Environmental concerns have resulted in legislation which places limits on the sulfur content of gasoline. In the European Union, for instance, a maximum sulfur level of 150 ppm by the year 2000 has been stipulated, with a further reduction to a maximum of 50 ppm by the year 2005. Sulfur in the gasoline is a direct contributor of SOx emissions, and it also poisons the low temperature activity of automotive catalytic converters. When considering the effects of changes in fuel composition on emissions, lowering the level of sulfur has the largest potential for combined reduction in hydrocarbon, CO and NOx emissions.
Gasoline comprises a mixture of products from several process units, but the major source of sulfur in the gasoline pool is fluid catalytic cracking (FCC) naphtha which usually contributes between a third and a half of the total amount of the gasoline pool. Thus, effective sulfur reduction is most efficient when focusing attention on FCC naphtha.
A number of solutions have been suggested to reduce sulfur in gasoline, but none of them have proven to be ideal. Since sulfur in the FCC feed is the prime contributor of sulfur level in FCC naphtha, an obvious approach is hydrotreating the feed. While hydrotreating allows the sulfur content in gasoline to be reduced to any desired level, installing or adding the necessary hydrotreating capacity requires a substantial capital expenditure and increased operating costs. Further, olefin and naphthene compounds are susceptible to hydrogenation during hydrotreating. This leads to a significant loss in octane number. Hydrotreating the FCC naphtha is also problematic since the high olefin content is again prone to hydrogenation.
Little has been reported on the selective permeation of sulfur containing compounds using a membrane separation process. For example, U.S. Pat. No. 5,396,019 (Sartori et al.) teaches the use of crosslinked fluorinated polyolefin membranes for aromatics/saturates separation. Example 7 of this patent reports thiophene at a level of 500 ppm.
U.S. Pat. No. 5,643,442 (Sweet et al.) teaches the lowering of sulfur content from a hydrotreated distillate effluent feed using a membrane separation process. The preferred membrane is a polyester-imide membrane operated under pervaporation conditions.

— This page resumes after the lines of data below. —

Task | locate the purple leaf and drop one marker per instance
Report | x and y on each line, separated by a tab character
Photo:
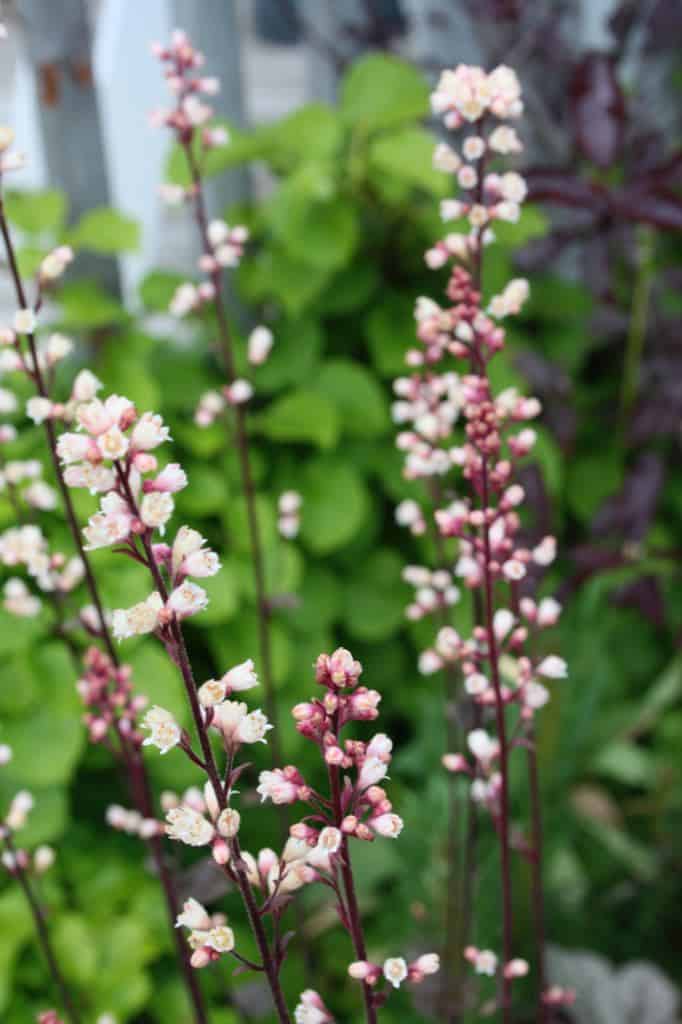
563	187
598	109
659	208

U.S. Pat. No. 4,962,271 (Black et al.) teaches the selective separation of multi-ring aromatic hydrocarbons from lube oil distillates by perstraction using a polyurea/urethane membrane. The Examples discuss benzothiophenes analysis for separated fractions.
U.S. Pat. No. 5,635,055 (Sweet et al.) discloses a method for increasing the yields of gasoline and light olefins from a liquid hydrocarbonaceous feed stream boiling in the ranges of 650° F. to about 1050° F. The method involves thermal or catalytic cracking the feed, passing the cracked feed through an aromatic separation zone containing a polyester-imide membrane to separate aromatic/non-aromatic rich fractions, and thereafter, treating the non-aromatic rich fraction to further cracking processing. A sulfur enrichment factor of less than 1.4 was achieved in the permeate.
U.S. Pat. No. 5,005,632 (Schucker) discloses a method of separating mixtures of aromatics and non-aromatics into aromatic enriched streams and non-aromatics-enriched streams using one side of a poly-urea/urethane membrane.
It would be highly desirable to use a selective membrane separation technique for the reduction of sulfur in hydrocarbon streams, in particular, naphtha streams. Membrane processing offers a number of potential advantages over conventional sulfur removal processes, including greater selectivity, lower operating costs, easily scaled operations, adaptability to changes in process streams and simple control schemes.